AANN 25/01/2024

Simultaneous quantile regression

In this example we will use the simultaneous quantile regression (SQR) as proposed by Tagasovska and Lopez-Paz (2019) to compute the quantiles of a prediction. SQR provides a way to get a prediction with a quantification of the uncertainty in that prediction. If you want to get technical, this is an instance of aleatoric uncertainty (i.e. the uncertainty intrinsic to a known stochastic process), as opposed to epistemic uncertainty (i.e. the uncertainty that derives from possible model misspecification.) Since I am mainly interested in the aleatoric uncertainty, I will ignore the orthonormal certificates that Tagasovska and Lopez-Paz proposed as a way to manage the epistemic uncertainty.
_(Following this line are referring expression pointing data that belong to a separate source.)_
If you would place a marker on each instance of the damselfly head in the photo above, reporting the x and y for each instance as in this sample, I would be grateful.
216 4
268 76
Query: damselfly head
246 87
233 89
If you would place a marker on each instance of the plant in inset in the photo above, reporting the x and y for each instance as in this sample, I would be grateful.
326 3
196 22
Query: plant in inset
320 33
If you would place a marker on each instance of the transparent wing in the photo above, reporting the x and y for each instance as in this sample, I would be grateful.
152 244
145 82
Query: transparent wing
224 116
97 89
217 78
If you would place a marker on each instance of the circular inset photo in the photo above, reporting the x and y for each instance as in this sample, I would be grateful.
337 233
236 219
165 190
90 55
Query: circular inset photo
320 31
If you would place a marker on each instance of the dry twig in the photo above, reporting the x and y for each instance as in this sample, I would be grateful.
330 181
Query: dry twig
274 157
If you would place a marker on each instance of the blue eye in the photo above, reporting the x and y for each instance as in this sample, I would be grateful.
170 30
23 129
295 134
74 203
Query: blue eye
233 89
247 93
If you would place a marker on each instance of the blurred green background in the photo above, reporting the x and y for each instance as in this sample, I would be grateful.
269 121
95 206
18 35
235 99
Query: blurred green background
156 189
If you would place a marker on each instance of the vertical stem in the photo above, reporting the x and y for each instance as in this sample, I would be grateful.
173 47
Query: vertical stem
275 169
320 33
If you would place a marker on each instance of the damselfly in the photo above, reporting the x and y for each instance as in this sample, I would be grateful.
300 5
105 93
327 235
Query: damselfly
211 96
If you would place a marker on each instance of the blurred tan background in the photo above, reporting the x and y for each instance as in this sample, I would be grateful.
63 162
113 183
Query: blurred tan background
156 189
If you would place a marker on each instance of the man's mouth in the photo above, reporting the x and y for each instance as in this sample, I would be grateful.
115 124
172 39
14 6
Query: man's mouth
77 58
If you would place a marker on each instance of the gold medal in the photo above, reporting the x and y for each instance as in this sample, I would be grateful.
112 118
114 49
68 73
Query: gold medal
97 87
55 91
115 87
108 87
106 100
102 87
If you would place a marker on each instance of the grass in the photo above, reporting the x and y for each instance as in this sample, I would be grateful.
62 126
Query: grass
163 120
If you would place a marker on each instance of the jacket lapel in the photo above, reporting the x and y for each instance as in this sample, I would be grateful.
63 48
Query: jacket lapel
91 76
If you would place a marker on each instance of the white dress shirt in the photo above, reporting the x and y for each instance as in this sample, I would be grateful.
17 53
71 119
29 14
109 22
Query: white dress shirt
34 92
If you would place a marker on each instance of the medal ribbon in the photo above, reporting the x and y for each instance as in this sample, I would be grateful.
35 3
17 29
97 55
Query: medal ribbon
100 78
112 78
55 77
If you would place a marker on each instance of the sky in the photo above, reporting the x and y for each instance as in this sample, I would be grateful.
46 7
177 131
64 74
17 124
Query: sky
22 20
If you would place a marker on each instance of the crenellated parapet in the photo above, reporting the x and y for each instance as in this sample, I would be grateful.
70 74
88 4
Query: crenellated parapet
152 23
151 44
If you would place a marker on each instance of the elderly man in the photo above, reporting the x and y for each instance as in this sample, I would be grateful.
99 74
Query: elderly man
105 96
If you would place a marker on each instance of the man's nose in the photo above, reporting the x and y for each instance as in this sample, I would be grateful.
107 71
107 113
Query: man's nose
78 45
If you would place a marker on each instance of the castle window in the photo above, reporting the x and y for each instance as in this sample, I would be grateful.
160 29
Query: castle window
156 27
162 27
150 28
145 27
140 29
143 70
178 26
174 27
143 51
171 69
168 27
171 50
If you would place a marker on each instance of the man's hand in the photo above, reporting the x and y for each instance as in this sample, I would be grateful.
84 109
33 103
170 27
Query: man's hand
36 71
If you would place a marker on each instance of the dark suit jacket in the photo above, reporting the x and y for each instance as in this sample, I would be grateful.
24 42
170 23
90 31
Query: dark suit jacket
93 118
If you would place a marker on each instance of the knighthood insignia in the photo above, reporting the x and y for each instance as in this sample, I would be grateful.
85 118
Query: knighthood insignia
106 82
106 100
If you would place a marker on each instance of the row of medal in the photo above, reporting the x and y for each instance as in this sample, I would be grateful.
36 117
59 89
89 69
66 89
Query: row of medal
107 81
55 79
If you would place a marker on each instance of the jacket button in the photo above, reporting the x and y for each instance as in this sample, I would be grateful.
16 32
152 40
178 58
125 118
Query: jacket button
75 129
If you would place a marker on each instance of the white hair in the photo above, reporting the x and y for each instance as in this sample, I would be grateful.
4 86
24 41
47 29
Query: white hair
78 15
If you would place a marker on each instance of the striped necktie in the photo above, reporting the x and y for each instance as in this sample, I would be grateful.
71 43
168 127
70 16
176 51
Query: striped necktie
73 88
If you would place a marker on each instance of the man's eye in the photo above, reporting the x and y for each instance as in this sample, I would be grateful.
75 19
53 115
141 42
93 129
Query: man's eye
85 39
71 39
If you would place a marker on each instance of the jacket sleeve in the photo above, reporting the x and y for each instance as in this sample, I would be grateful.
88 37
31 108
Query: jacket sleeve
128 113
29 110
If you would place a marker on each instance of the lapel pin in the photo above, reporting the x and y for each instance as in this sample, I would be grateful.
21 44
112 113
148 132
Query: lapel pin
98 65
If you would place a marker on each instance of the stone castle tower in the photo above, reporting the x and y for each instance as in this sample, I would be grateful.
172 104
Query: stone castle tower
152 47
We will use SQR to estimate the quantiles of a distribution. Since the use of SQR is primarily about the loss function used in the optimisation, (not the network architecture itself), we will just use a simple feed-forward network to generate the estimates. We will also use simulated data so we have a known "truth" to compare to.

Data generating process

The input to our neural network is a datum, \(x_i=(x_i^1,\ldots,x_i^m)\), where

\[ x_i^j\sim\text{Normal}(\mu_i,1) \]

for \(j=1,\ldots,m\). Our goal is to use a set of observations, \(x_i\) to predict \(y_i=\mu_i\) where we assume a prior distribution \(\mu_i\sim\text{Normal}(0,10)\). This model is simple enough that we can calculate the quantiles analytically.

Loading packages

PyTorch has some nice random number generation functionality and this saves us needing to put the values into tensors later. We set the seed to keep things reproducible.

import time
import sys
import os
from pathlib import Path

import torch
import torch.nn as nn
import torch.optim as optim
from torch.distributions import normal, uniform
import pandas as pd
import plotnine as p9
from plotnine import *

current_directory = Path(os.getcwd())
sys.path.append(str(current_directory.parent))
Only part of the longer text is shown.